We simply need to wrap the Dataset object in a dictionary, with the key being the name of the datasource and the value being the Dataset object, the filter and cleaners. For example:

from squeakily.filter import check_char_repetition, check_flagged_words
from squeakily.clean import remove_empty_lines, normalize_whitespace

datasources = [
    {
        "dataset": ds,
        "columns": ["text"],
        "filters": [check_char_repetition, check_flagged_words],
        "cleaners": [remove_empty_lines, normalize_whitespace],
    },
    # ...
]

Warning

Note: The order of the filters and cleaning functions matter. Filters and cleaners are applied in the order they are defined.

Important

Note: As of now, we only use the first column of the given column names. This is because the squeakily library is designed to work with language datasets, which usually have a single column of text.
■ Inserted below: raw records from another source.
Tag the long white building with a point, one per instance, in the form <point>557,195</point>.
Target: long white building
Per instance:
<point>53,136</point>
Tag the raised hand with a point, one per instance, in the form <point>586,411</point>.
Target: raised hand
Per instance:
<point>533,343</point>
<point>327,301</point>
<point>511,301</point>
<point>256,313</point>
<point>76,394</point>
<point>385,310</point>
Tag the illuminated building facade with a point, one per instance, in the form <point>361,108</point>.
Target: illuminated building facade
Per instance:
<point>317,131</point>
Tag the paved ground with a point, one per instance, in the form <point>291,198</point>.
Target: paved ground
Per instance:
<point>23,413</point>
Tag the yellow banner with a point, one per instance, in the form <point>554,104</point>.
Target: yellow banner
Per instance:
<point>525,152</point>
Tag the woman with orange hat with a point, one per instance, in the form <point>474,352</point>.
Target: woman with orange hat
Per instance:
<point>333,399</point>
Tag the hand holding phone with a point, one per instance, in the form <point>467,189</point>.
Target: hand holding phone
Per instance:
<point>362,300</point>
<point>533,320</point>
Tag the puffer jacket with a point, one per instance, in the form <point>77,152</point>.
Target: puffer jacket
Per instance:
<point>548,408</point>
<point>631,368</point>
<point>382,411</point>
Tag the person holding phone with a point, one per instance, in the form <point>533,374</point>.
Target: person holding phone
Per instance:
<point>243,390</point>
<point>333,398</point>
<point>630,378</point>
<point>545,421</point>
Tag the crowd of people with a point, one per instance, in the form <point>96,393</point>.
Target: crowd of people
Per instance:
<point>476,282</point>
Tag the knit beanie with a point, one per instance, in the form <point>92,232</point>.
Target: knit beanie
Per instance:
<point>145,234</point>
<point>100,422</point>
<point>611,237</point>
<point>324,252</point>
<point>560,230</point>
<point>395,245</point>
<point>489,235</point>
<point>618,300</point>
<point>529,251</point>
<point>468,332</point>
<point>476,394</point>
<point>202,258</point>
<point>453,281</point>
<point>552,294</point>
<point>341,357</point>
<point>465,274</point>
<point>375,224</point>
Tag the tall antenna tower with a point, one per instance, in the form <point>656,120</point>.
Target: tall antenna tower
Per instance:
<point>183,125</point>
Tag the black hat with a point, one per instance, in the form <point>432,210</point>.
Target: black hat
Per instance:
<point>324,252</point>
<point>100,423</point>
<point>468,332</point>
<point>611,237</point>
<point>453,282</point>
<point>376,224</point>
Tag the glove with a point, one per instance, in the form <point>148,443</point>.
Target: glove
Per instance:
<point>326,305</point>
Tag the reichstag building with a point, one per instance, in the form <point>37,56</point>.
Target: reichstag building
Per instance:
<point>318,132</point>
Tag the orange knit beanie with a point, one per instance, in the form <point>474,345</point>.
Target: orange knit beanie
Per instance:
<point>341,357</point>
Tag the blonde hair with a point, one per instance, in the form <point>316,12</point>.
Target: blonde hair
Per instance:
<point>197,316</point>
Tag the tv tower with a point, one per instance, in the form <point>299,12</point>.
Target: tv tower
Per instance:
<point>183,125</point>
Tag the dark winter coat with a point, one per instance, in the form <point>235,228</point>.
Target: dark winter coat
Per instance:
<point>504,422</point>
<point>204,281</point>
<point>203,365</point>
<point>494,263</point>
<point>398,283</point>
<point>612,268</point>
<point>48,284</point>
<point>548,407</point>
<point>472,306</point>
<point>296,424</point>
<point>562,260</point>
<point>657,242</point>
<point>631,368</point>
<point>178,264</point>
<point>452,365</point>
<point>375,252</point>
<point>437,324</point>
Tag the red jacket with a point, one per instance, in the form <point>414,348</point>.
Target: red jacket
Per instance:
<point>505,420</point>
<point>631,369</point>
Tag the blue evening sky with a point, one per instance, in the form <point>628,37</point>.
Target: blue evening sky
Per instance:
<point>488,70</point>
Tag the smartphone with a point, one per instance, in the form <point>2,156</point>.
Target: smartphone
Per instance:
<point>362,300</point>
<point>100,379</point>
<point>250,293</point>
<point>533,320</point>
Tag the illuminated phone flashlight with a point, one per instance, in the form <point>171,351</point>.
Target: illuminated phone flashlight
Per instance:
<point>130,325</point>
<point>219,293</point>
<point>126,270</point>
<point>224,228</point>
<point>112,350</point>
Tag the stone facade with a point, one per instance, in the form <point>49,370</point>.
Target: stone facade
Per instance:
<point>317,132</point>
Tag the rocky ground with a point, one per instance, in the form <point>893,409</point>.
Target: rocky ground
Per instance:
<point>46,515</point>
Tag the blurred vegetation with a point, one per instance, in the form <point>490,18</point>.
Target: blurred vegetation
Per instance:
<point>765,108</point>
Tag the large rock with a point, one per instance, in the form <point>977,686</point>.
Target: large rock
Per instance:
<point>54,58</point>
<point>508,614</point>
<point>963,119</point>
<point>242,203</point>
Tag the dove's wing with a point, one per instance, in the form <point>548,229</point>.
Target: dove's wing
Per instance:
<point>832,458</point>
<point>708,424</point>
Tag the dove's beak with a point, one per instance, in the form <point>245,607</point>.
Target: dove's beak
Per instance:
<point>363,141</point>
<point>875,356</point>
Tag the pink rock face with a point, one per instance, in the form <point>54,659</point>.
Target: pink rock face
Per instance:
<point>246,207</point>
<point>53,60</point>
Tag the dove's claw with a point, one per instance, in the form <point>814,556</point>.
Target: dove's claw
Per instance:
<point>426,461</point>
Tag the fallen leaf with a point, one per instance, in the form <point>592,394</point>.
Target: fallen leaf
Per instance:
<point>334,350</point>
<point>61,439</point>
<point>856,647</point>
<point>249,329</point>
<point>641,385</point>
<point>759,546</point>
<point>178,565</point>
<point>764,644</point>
Future versions will support multiple columns.

Finally, we can apply the filters and cleaners to the datasouces using a Pipeline object:

from squeakily.core import Pipeline

pipeline = Pipeline(datasources)
pipeline.run()
[11/16/22 04:32:57] INFO     Running datasource: wikitext                                                core.py:41
                    INFO     Running filter: check_char_repetition on text                               core.py:54
                    INFO     Running filter: check_flagged_words on text                                 core.py:54
                    INFO     Running cleaner: remove_empty_lines on text                                 core.py:57
[11/16/22 04:32:59] INFO     Running cleaner: normalize_whitespace on text                               core.py:57

Note

Note: If you want to run cleaners first, you can pass cleaning_first=True to the run function.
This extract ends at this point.